Futures Explained in 200 Lines of Rust

This book aims to explain Futures in Rust using an example driven approach.

The goal is to get a better understanding of Futures by implementing a toy Reactor, a very simple Executor and our own Futures.

We'll start off solving a small problem without Futures, Wakers or async/await and then gradually adapt our example so it implements all these concepts, and can be solved using the executor provided by both tokio and async_str.

In the end I've made some reader excercises you can do if you want to fix some of the most glaring ommissions and shortcuts we took and create a slightly better example yourself.

What does this book give you that isn't covered elsewhere?

That's a valid question. There are many good resources and examples already. First of all, this book will point you to some background information that I have found very valuable to get an understanding of concurrent programming in general.

I find that many discussions arise, not because Futures is a hard concept to grasp, but that concurrent programming is a hard concept in general.

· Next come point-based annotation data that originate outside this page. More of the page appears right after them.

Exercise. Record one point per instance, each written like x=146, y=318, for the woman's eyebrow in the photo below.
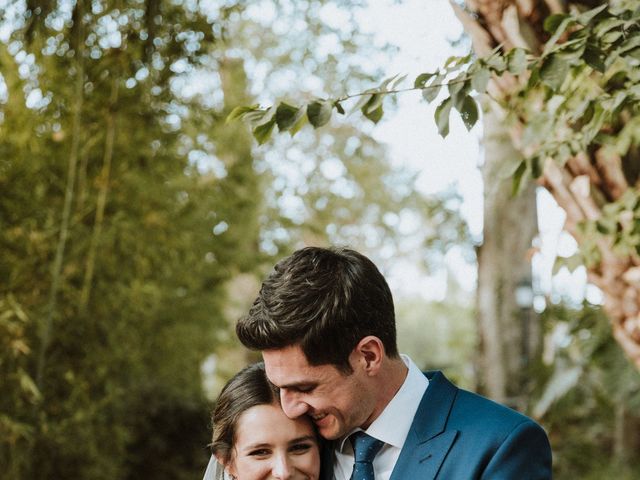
x=305, y=438
x=253, y=446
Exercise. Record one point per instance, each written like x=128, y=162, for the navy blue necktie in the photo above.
x=365, y=448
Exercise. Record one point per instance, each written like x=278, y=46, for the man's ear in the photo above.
x=370, y=352
x=229, y=466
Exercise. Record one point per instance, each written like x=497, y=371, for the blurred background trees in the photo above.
x=136, y=224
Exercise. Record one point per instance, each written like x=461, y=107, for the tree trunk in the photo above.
x=105, y=174
x=586, y=182
x=56, y=270
x=509, y=228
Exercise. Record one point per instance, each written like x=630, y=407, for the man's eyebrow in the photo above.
x=297, y=385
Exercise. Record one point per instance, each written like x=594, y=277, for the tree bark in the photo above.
x=56, y=270
x=102, y=197
x=503, y=263
x=585, y=183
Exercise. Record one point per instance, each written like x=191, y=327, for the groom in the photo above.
x=324, y=321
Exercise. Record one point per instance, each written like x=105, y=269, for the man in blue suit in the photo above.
x=325, y=323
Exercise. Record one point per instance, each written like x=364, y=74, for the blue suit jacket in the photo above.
x=458, y=435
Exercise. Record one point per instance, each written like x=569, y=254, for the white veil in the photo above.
x=215, y=471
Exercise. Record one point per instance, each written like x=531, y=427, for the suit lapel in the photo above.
x=326, y=457
x=428, y=442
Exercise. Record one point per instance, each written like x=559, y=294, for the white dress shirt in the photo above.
x=392, y=427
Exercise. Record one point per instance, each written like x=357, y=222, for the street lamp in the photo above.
x=524, y=301
x=524, y=294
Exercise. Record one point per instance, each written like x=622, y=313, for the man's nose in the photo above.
x=291, y=404
x=281, y=468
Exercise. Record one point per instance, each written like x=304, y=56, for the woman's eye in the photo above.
x=301, y=447
x=260, y=452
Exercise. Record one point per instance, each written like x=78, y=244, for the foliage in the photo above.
x=577, y=103
x=129, y=207
x=581, y=421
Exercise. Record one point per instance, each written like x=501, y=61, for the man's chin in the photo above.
x=327, y=428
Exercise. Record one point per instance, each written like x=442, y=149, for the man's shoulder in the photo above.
x=471, y=409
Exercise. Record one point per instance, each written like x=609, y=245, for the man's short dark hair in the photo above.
x=325, y=301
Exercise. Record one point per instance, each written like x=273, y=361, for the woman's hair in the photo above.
x=248, y=388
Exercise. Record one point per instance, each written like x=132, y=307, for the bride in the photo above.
x=252, y=437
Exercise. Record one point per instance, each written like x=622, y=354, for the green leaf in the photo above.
x=430, y=92
x=422, y=79
x=362, y=101
x=553, y=71
x=442, y=116
x=319, y=113
x=374, y=115
x=558, y=31
x=385, y=83
x=536, y=167
x=238, y=112
x=373, y=104
x=468, y=111
x=480, y=80
x=606, y=25
x=397, y=82
x=516, y=61
x=262, y=132
x=552, y=22
x=287, y=116
x=497, y=63
x=594, y=57
x=586, y=17
x=302, y=121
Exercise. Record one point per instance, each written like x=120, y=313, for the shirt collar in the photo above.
x=393, y=424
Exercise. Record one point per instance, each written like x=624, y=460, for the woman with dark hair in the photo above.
x=252, y=437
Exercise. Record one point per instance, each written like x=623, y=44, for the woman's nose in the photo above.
x=281, y=468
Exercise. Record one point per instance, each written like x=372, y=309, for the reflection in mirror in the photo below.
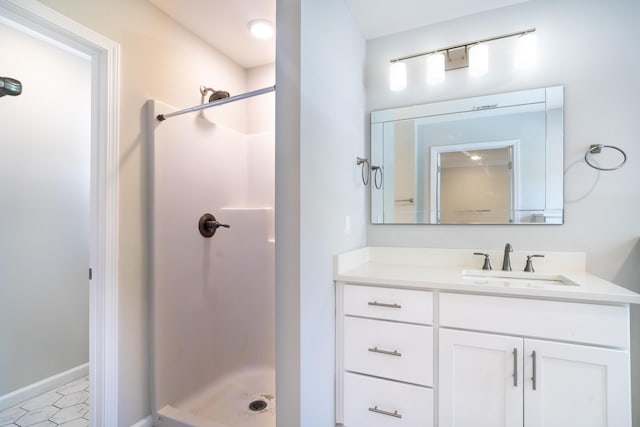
x=494, y=159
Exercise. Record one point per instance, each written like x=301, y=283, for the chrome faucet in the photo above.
x=506, y=260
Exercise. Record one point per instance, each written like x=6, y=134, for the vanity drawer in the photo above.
x=403, y=305
x=381, y=403
x=397, y=351
x=568, y=321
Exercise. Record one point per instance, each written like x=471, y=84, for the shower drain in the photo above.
x=257, y=405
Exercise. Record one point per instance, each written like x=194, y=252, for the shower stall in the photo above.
x=212, y=271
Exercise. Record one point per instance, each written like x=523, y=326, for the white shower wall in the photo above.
x=212, y=298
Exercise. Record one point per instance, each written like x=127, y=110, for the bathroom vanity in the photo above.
x=424, y=337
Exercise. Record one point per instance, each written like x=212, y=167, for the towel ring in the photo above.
x=366, y=170
x=596, y=149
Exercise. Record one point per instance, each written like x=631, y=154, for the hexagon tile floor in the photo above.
x=66, y=406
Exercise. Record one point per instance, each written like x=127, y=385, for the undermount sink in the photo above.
x=522, y=278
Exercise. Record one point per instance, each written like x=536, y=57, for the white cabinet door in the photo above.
x=576, y=386
x=480, y=380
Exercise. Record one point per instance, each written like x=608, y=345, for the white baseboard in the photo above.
x=32, y=390
x=145, y=422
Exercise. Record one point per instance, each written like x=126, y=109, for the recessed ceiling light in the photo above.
x=261, y=28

Secondly, I've always found small runnable examples very exiting to learn from. It's all code that you can download, play with and learn from.

What we'll do and not

We'll:

Implement our own Futures and get to know the Reactor/Executor pattern
Implement our own waker and learn why it's a bit foreign compared to other types
Talk a bit about runtime complexity and what to keep in mind when writing async Rust.
Make sure all examples can be run on the playground
Not rely on any helpers or libraries, but try to face the complexity and learn

We'll not:

Talk about how futures are implemented in Rust the language, the state machine and so on
Explain how the different runtimes differ, however, you'll hopefully be a bit better off if you read this before you go research them
Explain concurrent programming, but I will supply sources

I do want to explore Rusts internal implementation but that will be for a later book.

Credits and thanks

I'll like to take the chance of thanking the people behind mio, tokio, async_std, Futures, libc, crossbeam and many other libraries which so much is built upon. Reading and exploring some of this code is nothing less than impressive.

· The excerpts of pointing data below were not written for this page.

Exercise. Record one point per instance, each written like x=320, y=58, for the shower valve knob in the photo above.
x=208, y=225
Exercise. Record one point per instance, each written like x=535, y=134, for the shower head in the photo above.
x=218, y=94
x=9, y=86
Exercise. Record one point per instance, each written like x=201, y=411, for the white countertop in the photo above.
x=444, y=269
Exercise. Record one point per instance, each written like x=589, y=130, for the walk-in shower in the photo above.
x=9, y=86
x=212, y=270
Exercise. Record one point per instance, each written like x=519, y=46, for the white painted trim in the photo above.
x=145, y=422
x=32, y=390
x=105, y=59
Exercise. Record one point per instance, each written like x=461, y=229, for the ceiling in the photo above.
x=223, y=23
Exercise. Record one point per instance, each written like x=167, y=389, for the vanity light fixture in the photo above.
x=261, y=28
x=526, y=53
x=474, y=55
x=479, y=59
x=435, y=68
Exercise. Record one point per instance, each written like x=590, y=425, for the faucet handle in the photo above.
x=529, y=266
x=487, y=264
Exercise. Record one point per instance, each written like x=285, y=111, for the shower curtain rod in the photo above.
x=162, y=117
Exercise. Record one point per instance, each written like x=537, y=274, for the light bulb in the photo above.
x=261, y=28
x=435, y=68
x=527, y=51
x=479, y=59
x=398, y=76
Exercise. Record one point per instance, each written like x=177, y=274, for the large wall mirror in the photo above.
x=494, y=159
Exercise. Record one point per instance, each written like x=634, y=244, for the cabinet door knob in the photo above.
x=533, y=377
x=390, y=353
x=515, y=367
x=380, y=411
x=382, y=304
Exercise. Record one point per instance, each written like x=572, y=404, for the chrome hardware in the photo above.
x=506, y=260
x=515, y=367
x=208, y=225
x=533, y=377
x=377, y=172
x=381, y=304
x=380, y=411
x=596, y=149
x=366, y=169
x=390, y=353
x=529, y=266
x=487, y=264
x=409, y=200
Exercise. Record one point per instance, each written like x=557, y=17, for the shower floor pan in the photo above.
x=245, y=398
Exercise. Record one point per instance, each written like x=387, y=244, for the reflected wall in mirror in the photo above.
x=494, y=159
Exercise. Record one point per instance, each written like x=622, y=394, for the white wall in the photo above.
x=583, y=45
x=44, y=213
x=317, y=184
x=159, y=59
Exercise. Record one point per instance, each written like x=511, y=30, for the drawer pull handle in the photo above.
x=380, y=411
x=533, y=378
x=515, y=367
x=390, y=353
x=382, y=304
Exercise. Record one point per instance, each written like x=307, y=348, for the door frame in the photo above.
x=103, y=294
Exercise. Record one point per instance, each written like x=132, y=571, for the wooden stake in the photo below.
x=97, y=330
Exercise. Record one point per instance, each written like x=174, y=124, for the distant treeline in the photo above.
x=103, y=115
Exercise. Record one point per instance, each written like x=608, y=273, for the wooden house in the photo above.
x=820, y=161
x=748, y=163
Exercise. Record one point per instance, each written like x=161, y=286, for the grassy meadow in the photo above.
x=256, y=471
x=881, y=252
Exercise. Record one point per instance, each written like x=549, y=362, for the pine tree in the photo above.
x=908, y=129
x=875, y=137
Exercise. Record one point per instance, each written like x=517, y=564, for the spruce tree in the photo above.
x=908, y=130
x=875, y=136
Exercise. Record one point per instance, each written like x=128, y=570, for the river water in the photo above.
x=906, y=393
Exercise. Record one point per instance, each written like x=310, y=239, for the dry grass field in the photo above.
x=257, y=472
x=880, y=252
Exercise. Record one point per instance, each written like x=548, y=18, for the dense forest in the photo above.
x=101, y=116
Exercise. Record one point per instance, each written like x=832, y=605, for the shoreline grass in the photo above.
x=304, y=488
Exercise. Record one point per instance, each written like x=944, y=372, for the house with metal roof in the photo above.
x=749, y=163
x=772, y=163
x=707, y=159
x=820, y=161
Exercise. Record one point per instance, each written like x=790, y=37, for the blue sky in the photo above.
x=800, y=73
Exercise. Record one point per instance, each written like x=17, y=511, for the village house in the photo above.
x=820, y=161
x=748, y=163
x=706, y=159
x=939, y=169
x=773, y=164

Why is `Futures` in Rust hard to understand

Well, I think it has to do with several things:

Futures has a very interesting implementation, compiling down to a state machine using generators to suspend and resume execution. In a language such as Rust this is pretty hard to do ergonomically and safely. You are exposed to some if this complexity when working with futures and want to understand them, not only learn how to use them.
Rust doesn't provide a runtime. That means you'll actually have to choose one yourself and actually know what a Reactor and an Executor is. While not too difficult, you need to make more choices than you need in GO and other languages designed with a concurrent programming in mind and ships with a runtime.
Futures exist in two versions, Futures 1.0 and Futures 3.0. Futures 1.0 was known to have some issues regarding ergonomics. Turns out that modelling async coding after Promises in JavaScript can turn in to extremely long errors and type signatures with a type system as Rust.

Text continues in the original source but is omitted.